Yasmeen Hany, Hossein Keshavarz, Pigi Kouki
19 April 2023
3 min read
In our two previous posts, we looked at graph-based and neighborhood-based recommender systems. We focused on generating recommendations using only user-item interactions, an approach known as collaborative filtering.
However, more information is usually available, which can drive a content-based approach. For example, a movie recommendation is usually based on information about the movie itself, such as the genre and actors.

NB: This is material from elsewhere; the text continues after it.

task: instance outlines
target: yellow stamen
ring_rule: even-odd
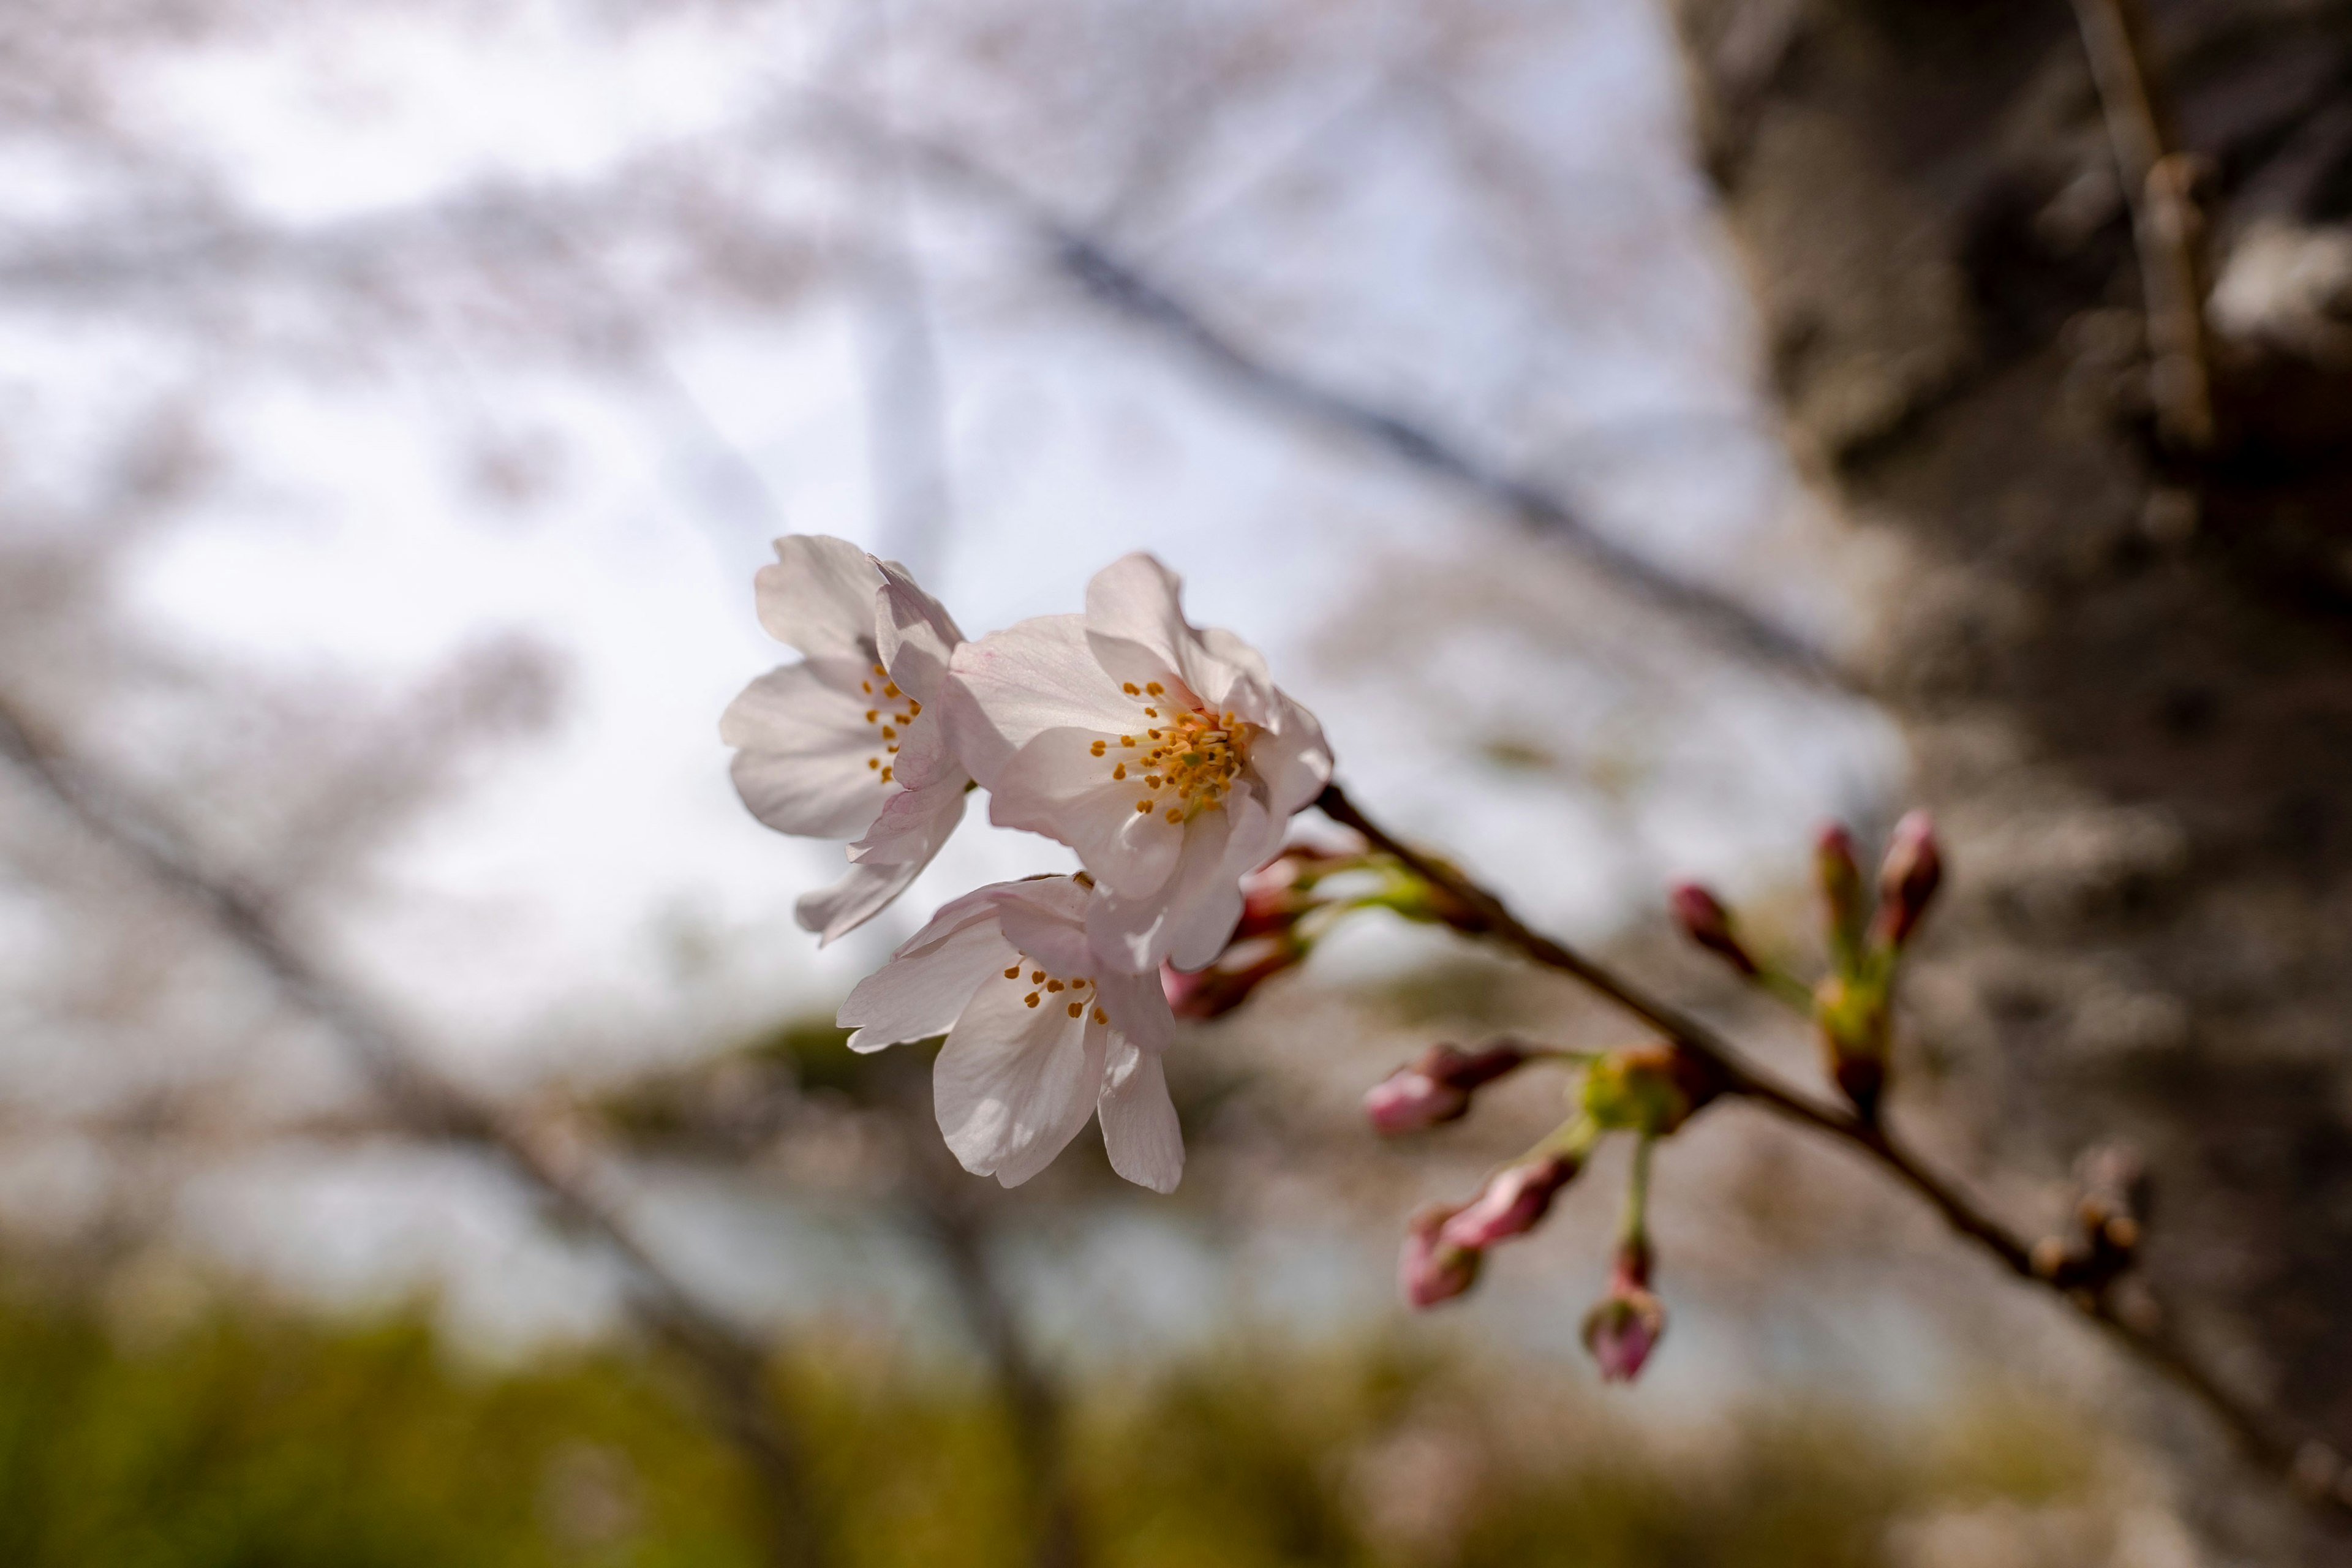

The content-based approach can be combined with the collaborative filtering approach to create what is known as a hybrid recommender system. The most popular example of a hybrid recommender system is Netflix.
To recommend movies to users, Netflix uses both the watching habits of similar users (collaborative filtering), as well as movie characteristics, such as genres the user previously showed interest in (content-based filtering) to make recommendations.
Example of the hybrid approach.
Previously, we modeled the user-item interactions as a bipartite graph consisting of two node types: User
and Movie
. In this example, we are using the content-based approach, where the graph is augmented by a new node type: Genre
.
In other words, we now deal with a tripartite graph, shown in the figure below. Note that the tripartite graph model can easily be extended into richer graphs by adding more node types, for example, actor, director, and so on.
The tripartite graph representation of the MovieLens dataset.
This additional node type is modeled in Rel as a value type as follows:
entity type Movie = Int
entity type User = Int
value type Id = Int
value type Name = String
// add genre value type definition (a genre is identified by its id)
value type Genre = Int
After defining our additional node type, we need to modify the Movie
entity by adding the edge has_genre
that connects a Movie
to its genres
.
The has_genre
relation assumes there is another relation movie_info(movie, movie_name, genre_id)
that contains movie names and genres (a movie can be assigned multiple genres). The data in the movie_info
relation is provided by MovieLens.
// update
module movie_info
// entity node: Movie
def Movie =
^Movie[m : watched_train(_, m)]
// edge: has_id
def has_id(movie, id) =
movie = ^Movie[m] and
id = ^Id[m] and
watched_train(_, m)
from m
// edge: has_name
def has_name(movie, name) =
movie = ^Movie[m] and
name = ^Name[n] and
watched_train(_, m) and
movie_info(m, n)
from m,n
// edge: has_genre
def has_genre(movie, genre) =
movie = ^Movie[movie_id] and
genre = ^Genre[genre_id] and
movie_info[movie_id, _, genre_id]
from movie_id, genre_id
end
// store the data in the `MovieGraph` base relation
def insert:MovieGraph = movie_info
We can now use the relation has_genre
to compute similarities using similarity metrics such as cosine, jaccard, and dice.
There is one core difference between the item- and user-based approaches and the content-based approach. In the content-based approach, we calculate similarities using the relation has_genre
which contains (movie, genre) pairs, instead of the relation rated_t
which contains (movie, user) interaction pairs.
For the rest of this implementation, we follow the same pipeline as in our neighborhood-based approach. Below is a sample run that generates recommendations and evaluates them using the content-based method:
with MovieGraph use has_genre, rated_t, Movie
with MovieGraph_test use evaluation_sample, User
def k_neighbors = 20
def rating_type = :binary
def k_recommendations = 10
// (movie, user)
def ratings = rated_t
// (movie, genre)
def content_information = has_genre]
def approach = :item_based
// define the (movie, genre) undirected graph
def G = undirected_graph[content_information]
with rel:graphlib[G] use jaccard_similarity
def sim[m1, score, m2] =
score = -jaccard_similarity[m1, m2] and
Movie[m1] and Movie[m2] and
m1 != m2 and
abs[score] != 0
def get_item_scores = pred[approach, rating_type, k_neighbors, rated_t, sim, top_k]
def top_k_recommendations(user, rank, movie) =
top[k_recommendations, get_item_scores[user]](rank, score, movie)
from score,pos
def predicted_ranking = top_k_recommendations
def target_ranking = MovieGraph_test:rated
def output = average[precision_at_k[k_recommendations, predicted_ranking[u], target_ranking[u]] <++ 0.0 for u where User[u]]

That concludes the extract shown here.